This Sunday’s Gospel Reading is Luke’s account of Jesus’ transfiguration. While He prays on a mountain “The appearance of his face changed, and his clothes became dazzling white” (Luke 9:29). Moses and Elijah also appear in glory and they speak to Jesus “of his exodus, which he was about to accomplish at Jerusalem” (Luke 9:31). The transfiguration ends with the climax when “from the cloud came a voice that said, ‘This is my Son, my Chosen; listen to him!’” (Luke 9:35).
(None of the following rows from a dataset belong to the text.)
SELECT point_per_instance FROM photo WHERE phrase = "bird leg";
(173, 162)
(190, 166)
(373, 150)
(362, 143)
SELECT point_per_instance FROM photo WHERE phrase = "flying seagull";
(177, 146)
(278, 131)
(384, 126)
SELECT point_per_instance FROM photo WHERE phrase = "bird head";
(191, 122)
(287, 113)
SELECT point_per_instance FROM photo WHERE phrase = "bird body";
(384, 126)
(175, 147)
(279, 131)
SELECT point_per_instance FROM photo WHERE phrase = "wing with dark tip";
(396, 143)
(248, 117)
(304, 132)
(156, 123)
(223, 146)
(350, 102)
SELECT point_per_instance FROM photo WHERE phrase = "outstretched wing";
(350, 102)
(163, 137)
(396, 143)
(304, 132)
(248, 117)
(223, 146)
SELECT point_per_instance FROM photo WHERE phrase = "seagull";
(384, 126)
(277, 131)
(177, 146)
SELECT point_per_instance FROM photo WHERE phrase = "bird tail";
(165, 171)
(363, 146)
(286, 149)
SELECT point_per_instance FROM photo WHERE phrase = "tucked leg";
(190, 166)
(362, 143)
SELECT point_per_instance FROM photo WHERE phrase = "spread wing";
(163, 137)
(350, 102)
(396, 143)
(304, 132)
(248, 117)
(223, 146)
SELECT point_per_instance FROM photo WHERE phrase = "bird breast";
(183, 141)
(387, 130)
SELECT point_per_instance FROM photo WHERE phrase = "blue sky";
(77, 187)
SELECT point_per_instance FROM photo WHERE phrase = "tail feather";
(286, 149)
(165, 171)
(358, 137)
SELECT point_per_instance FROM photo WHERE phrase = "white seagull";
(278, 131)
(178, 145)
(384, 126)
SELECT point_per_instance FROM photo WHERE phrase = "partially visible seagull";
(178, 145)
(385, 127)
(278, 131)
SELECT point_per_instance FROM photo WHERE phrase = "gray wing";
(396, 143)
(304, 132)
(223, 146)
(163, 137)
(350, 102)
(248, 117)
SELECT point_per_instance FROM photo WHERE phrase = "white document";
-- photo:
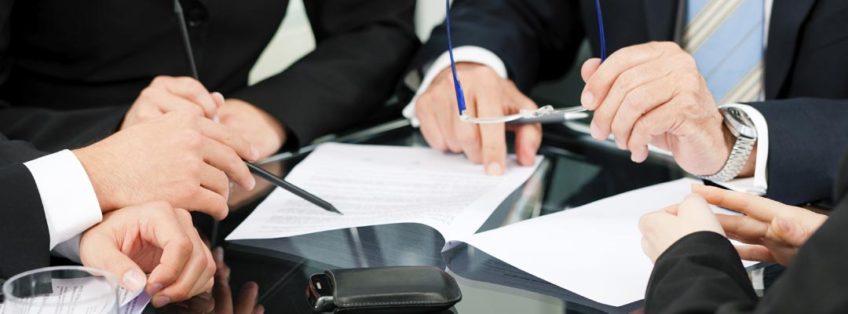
(375, 185)
(66, 292)
(594, 251)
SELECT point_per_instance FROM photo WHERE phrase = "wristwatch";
(742, 127)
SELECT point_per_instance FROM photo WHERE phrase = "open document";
(594, 250)
(376, 185)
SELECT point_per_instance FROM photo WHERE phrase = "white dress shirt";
(757, 184)
(68, 198)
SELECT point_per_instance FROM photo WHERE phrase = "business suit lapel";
(661, 16)
(841, 186)
(787, 17)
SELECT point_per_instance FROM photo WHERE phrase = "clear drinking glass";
(61, 290)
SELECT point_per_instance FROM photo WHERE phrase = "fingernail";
(494, 169)
(219, 255)
(134, 280)
(219, 97)
(588, 100)
(155, 288)
(251, 184)
(784, 225)
(254, 153)
(161, 301)
(596, 131)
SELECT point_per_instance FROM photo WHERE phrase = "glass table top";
(577, 170)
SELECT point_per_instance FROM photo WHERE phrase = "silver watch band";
(736, 162)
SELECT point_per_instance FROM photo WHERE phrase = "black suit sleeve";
(807, 140)
(25, 239)
(362, 48)
(49, 130)
(524, 34)
(702, 273)
(25, 242)
(52, 130)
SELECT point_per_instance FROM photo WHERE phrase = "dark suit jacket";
(70, 70)
(25, 240)
(702, 273)
(806, 69)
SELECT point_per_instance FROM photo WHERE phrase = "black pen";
(292, 188)
(270, 177)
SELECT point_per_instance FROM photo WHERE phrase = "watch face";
(740, 123)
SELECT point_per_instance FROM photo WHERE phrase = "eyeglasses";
(533, 116)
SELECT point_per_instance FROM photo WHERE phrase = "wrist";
(92, 163)
(730, 141)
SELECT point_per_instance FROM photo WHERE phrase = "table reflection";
(271, 275)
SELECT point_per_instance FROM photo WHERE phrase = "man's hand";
(663, 228)
(169, 94)
(257, 126)
(772, 231)
(487, 95)
(180, 158)
(153, 238)
(653, 94)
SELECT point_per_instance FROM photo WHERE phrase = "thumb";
(788, 232)
(694, 206)
(112, 260)
(589, 68)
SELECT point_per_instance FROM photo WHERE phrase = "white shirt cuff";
(70, 204)
(758, 184)
(461, 54)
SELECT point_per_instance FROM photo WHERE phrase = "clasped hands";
(770, 231)
(177, 151)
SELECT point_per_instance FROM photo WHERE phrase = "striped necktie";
(726, 39)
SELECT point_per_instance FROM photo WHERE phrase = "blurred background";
(294, 40)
In his Angelus of February 25, 2018, Pope Francis explained that the transfiguration is related to what happened six days before, when Jesus reveals to his disciples that in Jerusalem he will "suffer many things. He will be rejected by the elders and chief priests and teachers of the Law and put to death. Then after three days he will be raised to life" (Luke 9:22).
The Pope said that the announcement is a challenge to Peter and the whole group of disciples, who reject the idea that Jesus is to suffer and die. By leading Peter, James and John to a high mountain and showing them his glory - the glory of the Son of God - Jesus enables them to face His Passion in a positive way.
Pope Francis encouraged his audience to climb up with Jesus on the mountain, to stop with Him, to be more attentive to the voice of God and to allow oneself to be enveloped and transformed by the Spirit. It is important to live out the experience of contemplation and prayer and to enjoy intimacy with God.
Personally, the transfiguration account has always been uplifting and inspiring. I remember once driving by the church on a dull day when my heart was quite burdened with the news from a very dear friend who was stricken with a mysterious ailment for almost a year. Tests after tests were done but there was no conclusive diagnosis. While one could say that no news is good news but the discomfort caused by the symptoms and the anxiety of the seemingly endless wait was very trying to the patient and the family. So on this dreary day, I decided to stop by the church to pray. I went into the chapel hoping to find some solace before the Blessed Sacrament. Although I was like the disciples who were “weighed down with sleep” but “stayed awake” yet for some reason, I was able to talk to Jesus almost right away, telling Him all that was on my mind. When I left after a brief stay, the burden was lifted from my heart. It was as if I had a moment of transcendence in which my faith was strengthened just when it began to dwindle under the cares of the world.